On 12 Sep 2012, at 11:57, Roger Clough wrote:


Freud thought that he had explained away God with his book "Moses and Monotheism". What he says in there is probably true, but just because you can give a reason for something doesn't mean that that's all there is to it. If something is true, it would be suprising if it did NOT show up as a social phenomenon. Or it did not show up in myth and folk tales.

I call this the "nothing but" fallacy. It is the bread and butter of
atheists critics of religion. Sam Harris, Hitchens, Dawkins, and the other atheist
critics made a good living based on this fallacy.

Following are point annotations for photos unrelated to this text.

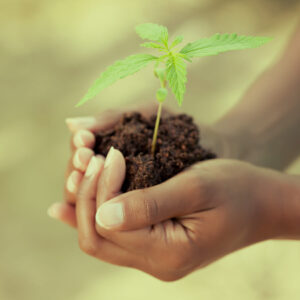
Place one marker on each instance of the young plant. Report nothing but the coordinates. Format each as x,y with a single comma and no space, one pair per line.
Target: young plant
170,64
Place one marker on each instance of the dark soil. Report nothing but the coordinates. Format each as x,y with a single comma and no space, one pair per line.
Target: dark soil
177,148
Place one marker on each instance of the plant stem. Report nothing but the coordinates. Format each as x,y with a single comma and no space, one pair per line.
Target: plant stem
156,128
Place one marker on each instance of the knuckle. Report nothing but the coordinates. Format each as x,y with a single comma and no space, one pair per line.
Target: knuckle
151,209
88,246
176,262
198,186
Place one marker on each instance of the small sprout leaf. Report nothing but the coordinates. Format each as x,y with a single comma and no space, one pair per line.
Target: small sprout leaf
152,45
152,32
116,71
176,76
221,43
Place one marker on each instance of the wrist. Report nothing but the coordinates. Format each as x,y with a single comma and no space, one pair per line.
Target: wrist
290,208
279,199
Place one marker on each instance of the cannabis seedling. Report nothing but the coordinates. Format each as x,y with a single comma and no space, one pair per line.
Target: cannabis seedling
170,65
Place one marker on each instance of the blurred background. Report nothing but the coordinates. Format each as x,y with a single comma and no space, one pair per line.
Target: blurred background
50,52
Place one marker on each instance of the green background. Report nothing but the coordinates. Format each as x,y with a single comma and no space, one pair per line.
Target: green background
50,52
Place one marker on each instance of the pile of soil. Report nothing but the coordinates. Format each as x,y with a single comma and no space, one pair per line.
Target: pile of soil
177,148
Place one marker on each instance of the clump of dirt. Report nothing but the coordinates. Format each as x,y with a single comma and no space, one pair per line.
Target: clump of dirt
177,148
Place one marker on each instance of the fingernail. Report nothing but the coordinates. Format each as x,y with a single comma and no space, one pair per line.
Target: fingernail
82,157
94,166
79,123
110,215
73,182
83,138
53,210
109,157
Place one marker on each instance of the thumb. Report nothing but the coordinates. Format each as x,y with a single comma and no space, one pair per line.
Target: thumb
141,208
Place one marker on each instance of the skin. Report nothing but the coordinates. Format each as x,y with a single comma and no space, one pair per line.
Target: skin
211,209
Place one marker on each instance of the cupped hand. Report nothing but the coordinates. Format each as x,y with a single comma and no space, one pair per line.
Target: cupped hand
83,140
83,131
187,222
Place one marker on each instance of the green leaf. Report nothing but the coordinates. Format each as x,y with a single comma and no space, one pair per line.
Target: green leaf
152,32
221,43
176,76
177,41
152,45
118,70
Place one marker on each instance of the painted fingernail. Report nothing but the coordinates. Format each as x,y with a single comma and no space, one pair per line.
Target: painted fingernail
53,210
73,182
79,123
109,157
84,138
110,215
94,166
81,158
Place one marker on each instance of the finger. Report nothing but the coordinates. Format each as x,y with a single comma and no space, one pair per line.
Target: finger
110,182
109,186
81,158
72,185
63,212
90,242
84,138
141,208
112,177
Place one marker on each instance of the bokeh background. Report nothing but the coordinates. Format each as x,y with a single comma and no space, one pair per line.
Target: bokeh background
50,52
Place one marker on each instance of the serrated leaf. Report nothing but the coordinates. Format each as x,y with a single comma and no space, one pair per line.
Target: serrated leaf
116,71
152,45
177,41
152,32
176,76
221,43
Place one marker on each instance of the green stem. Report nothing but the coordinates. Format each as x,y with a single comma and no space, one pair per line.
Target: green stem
156,128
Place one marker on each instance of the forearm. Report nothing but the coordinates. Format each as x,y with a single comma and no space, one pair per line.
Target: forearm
265,124
290,209
278,202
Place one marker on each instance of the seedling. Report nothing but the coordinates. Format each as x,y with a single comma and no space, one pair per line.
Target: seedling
170,64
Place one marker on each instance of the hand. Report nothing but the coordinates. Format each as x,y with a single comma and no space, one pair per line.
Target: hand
82,143
187,222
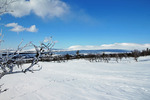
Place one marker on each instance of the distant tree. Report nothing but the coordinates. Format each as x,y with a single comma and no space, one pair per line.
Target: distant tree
136,54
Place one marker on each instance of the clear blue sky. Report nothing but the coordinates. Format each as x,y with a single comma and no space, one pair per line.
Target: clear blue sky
87,22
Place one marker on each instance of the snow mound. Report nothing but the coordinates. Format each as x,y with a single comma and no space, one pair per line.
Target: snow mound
81,80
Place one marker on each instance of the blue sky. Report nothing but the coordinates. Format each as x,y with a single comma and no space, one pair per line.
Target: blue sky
81,22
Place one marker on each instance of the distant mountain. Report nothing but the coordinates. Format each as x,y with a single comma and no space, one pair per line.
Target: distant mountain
73,52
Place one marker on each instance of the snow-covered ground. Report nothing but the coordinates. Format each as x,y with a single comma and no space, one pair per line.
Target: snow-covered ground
81,80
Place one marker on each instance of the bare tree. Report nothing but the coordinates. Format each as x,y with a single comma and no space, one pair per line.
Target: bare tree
10,60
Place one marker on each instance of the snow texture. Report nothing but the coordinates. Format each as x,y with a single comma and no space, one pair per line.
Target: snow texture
81,80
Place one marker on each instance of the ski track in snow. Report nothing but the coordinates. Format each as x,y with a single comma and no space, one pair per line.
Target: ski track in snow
81,80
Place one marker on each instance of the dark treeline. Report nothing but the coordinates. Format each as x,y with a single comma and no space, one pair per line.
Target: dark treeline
98,57
135,54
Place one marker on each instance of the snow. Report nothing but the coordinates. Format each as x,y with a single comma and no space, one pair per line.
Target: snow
81,80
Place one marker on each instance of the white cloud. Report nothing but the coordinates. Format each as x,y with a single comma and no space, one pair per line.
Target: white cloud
32,29
47,39
126,46
18,28
41,8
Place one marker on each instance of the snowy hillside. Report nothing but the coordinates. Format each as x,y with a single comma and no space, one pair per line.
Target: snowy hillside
81,80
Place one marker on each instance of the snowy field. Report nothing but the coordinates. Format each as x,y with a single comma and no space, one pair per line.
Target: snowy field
81,80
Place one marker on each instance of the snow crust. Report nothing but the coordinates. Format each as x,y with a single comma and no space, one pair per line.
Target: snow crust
81,80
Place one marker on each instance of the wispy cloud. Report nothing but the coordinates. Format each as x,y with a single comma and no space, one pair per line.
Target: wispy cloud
41,8
18,28
126,46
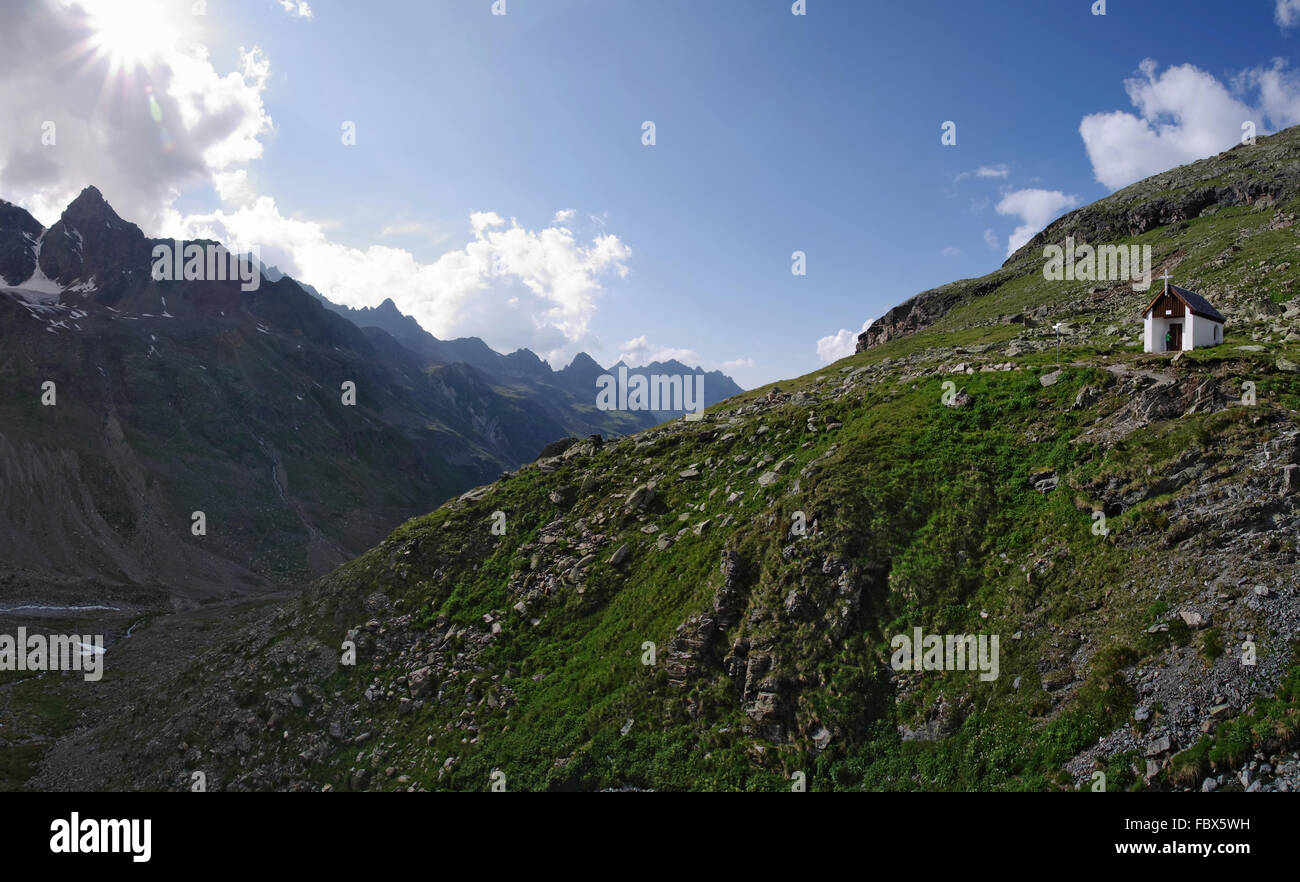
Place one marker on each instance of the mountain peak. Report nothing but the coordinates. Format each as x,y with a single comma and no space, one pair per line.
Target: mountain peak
90,206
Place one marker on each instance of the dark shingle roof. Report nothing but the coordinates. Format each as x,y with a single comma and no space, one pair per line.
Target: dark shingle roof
1194,301
1197,303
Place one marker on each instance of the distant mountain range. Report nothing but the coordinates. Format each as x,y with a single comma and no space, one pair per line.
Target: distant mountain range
182,397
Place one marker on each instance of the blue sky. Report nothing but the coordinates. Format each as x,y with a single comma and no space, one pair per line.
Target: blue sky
819,133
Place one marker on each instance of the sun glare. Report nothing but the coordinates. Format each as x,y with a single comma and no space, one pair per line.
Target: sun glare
130,33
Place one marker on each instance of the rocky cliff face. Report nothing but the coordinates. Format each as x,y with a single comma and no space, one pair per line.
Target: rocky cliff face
1178,212
722,604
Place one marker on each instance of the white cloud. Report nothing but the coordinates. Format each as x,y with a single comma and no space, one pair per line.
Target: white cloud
510,285
297,8
198,126
638,351
839,345
1036,208
1184,115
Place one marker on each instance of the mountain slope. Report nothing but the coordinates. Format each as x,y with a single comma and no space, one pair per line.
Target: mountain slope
174,397
719,604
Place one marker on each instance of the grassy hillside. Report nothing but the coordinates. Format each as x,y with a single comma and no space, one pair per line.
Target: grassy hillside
1125,523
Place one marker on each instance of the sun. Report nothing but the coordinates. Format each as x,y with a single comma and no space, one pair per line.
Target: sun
129,33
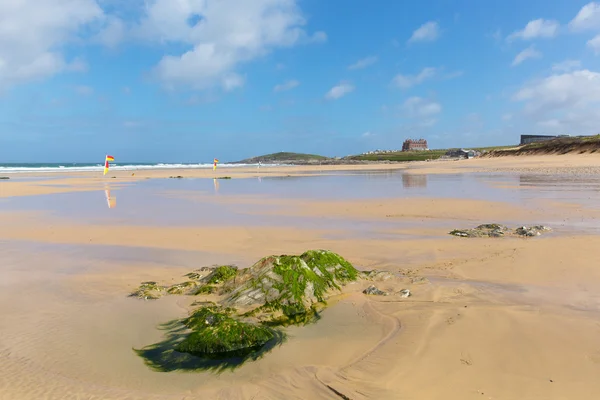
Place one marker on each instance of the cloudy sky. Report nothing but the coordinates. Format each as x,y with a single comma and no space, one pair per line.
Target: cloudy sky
189,80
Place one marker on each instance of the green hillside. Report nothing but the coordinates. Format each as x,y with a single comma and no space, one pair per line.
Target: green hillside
284,157
400,156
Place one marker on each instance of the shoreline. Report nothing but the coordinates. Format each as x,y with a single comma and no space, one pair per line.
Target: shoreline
485,309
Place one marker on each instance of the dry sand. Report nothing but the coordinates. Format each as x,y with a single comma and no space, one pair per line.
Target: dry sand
498,318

Simlilarly critics of the near death experience sometimes
explain away the near death experience as due to some
chemical that the brain exudes as death nears. To repeat,
if the near death esperience is real I would be surprised
if there WEREN'T a physical correlate.

No problem with any of this, unless you see here an argument against comp, in which case I miss it. Actually the main mistake of computationalist materialists is that they reduce machines to just their body, and are doing the "nothing but" fallacy. But computationalism leads to the impossibility of weak materialism, (the doctrine that primary matter exists, or that physicalism is true), and "reduces" the mind-body problem to the search of an explanation of the physical collective "hallucination" (first person plural) from arithmetic/computer science (math).

Bruno







Roger Clough, rclo...@verizon.net
9/12/2012
Leibniz would say, "If there's no God, we'd have to invent him
so that everything could function."
----- Receiving the following content -----
From: Bruno Marchal
Receiver: everything-list
Time: 2012-09-11, 11:13:48
Subject: Re: The poverty of computers


On 10 Sep 2012, at 21:45, John Clark wrote:

On Mon, Sep 10, 2012  Bruno Marchal <marc...@ulb.ac.be> wrote:

> A better question to John would be: explain where consciousness and universes come from

Paraphrasing Mark Twain: Drawing on my fine command of the English language I stood up, looked him straight in the eye, and said "I don't know".

Good. So we can do research.



> Someone who say that he does not believe in God, usually take for granted other sort of God, that is they make a science, like physics,

Science can't explain everything but it beats something like religion which can't explain anything.

Science is not a field, but a methodology, or even just a human (or machine) attitude. Why not apply it in theology?